IC221: Systems Programming (SP18)


Home Policy Calendar Units Assignments Resources

Lab 12: Socket Programming

Table of Contents

Preliminaries

Lab Setup

Run the following command

~aviv/bin/ic221-up

Change into the lab directory

cd ~/ic221/lab/12

All the material you need to complete the lab can be found in the lab directory. All material you will submit, you should place within the lab directory. Throughout this lab, we refer to the lab directory, which you should interpret as the above path.

Submission Folder

For this lab, all ubmission should be placed in the following folder:

~/ic221/lab/12

README

In the top level of the lab directory, you will find a README file. You must fill out the README file with your name and alpha. Please include a short summary of each of the tasks and any other information you want to provide to the instructor.

Test Script

You are provided a test script which prints pass/fail information for a set of tests for your programs. Note that passing all the tests does not mean you will receive a perfect score: other tests will be performed on your submission. To run the test script, execute test.sh from the lab directory.

./test.sh

You can comment out individual tests while working on different parts of the lab. Open up the test script and place comments at the bottom where appropriate.

mywget

In this part of the lab you will implement your own version of the wget Unix command line tool, which will download content from web pages. For example, if you want to download the webpage for this class, you might do something like this:

wget http://www.usna.edu/Users/cs/aviv/classes/ic221/s17/index.html

And this will download the HTML content at the domain www.usna.edu and retrieve the documenta t the path /Users/cs/aviv/classes/ic221/s17/index.html and save it at the file name index.html.

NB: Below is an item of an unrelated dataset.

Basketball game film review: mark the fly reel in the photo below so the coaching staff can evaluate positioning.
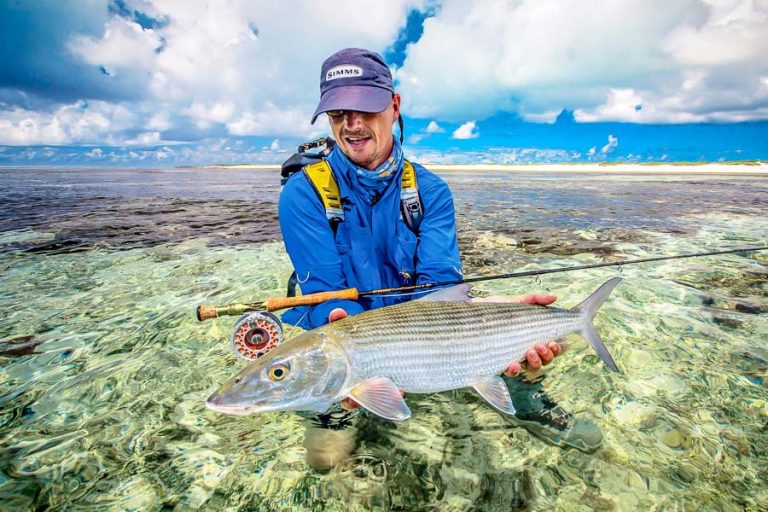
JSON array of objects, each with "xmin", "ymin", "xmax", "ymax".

To do all of that, you need to use sockets and know a bit about the HTTP. Let's start with the socket part, since that should be familiar from your experience with Java.

HTTP GET interface

The only part of the protocol for HTTP you will need to implement is the GET request. A GET request is simply:

GET path HTTP/1.1\r\n
Host: hostname\r\n
\r\n

The \r\n that end each line are actually part of the protocol and are escape sequences that need to be included. The basics of the request to the web server is indicate which of the hosts we are interested and what file we wish to retrieve.

HTTP/1.1 200 OK

Where the "HTTP/1.1" indicates the protocol and "200" is the code, which in this case is success.

For example, we can simulate such a request using netcat like the following:

aviv@csfaculty: mywget $ echo -e  "GET /~aviv/index.html HTTP/1.1\r\nHost: csmidn.academy.usna.edu\r\n\r\n"   | netcat csmidn.academy.usna.edu 80
HTTP/1.1 200 OK
Date: Wed, 18 Apr 2018 13:22:48 GMT
Server: Apache/2.4.18 (Ubuntu)
Last-Modified: Sun, 15 Apr 2018 21:56:16 GMT
ETag: "28-569ea2cb36e5d"
Accept-Ranges: bytes
Content-Length: 40
Content-Type: text/html

<html>
  <h1> You did it! </h1>
</html>

If you send a bad request, you'll get an error code, for example a malformatted request.

aviv@csfaculty: mywget $ echo -e  "GET /~aviv/index.html HTTP/1.1"   | netcat csmidn.academy.usna.edu 80
HTTP/1.1 400 Bad Request
Date: Wed, 18 Apr 2018 13:24:59 GMT
Server: Apache/2.4.18 (Ubuntu)
Content-Length: 315
Connection: close
Content-Type: text/html; charset=iso-8859-1

<!DOCTYPE HTML PUBLIC "-//IETF//DTD HTML 2.0//EN">
<html><head>
<title>400 Bad Request</title>
</head><body>
<h1>Bad Request</h1>
<p>Your browser sent a request that this server could not understand.<br />
</p>
<hr>
<address>Apache/2.4.18 (Ubuntu) Server at csmidn.academy.usna.edu Port 80</address>
</body></html>

Other codes exist for errors, such as:

const char ERROR_300[]="HTTP/1.1 300 Multiple Choices\n";
const char ERROR_301[]="HTTP/1.1 301 Moved Permanently\n";
const char ERROR_400[]="HTTP/1.1 400 Bad Request\n";
const char ERROR_403[]="HTTP/1.1 403 Forbidden\n";
const char ERROR_404[]="HTTP/1.1 404 Not Found\n";
const char ERROR_500[]="HTTP/1.1 500 Internal Server Error\n";

Based on a response, it is easy to check an error code knowing that that code number occurs 9 bytes into the response.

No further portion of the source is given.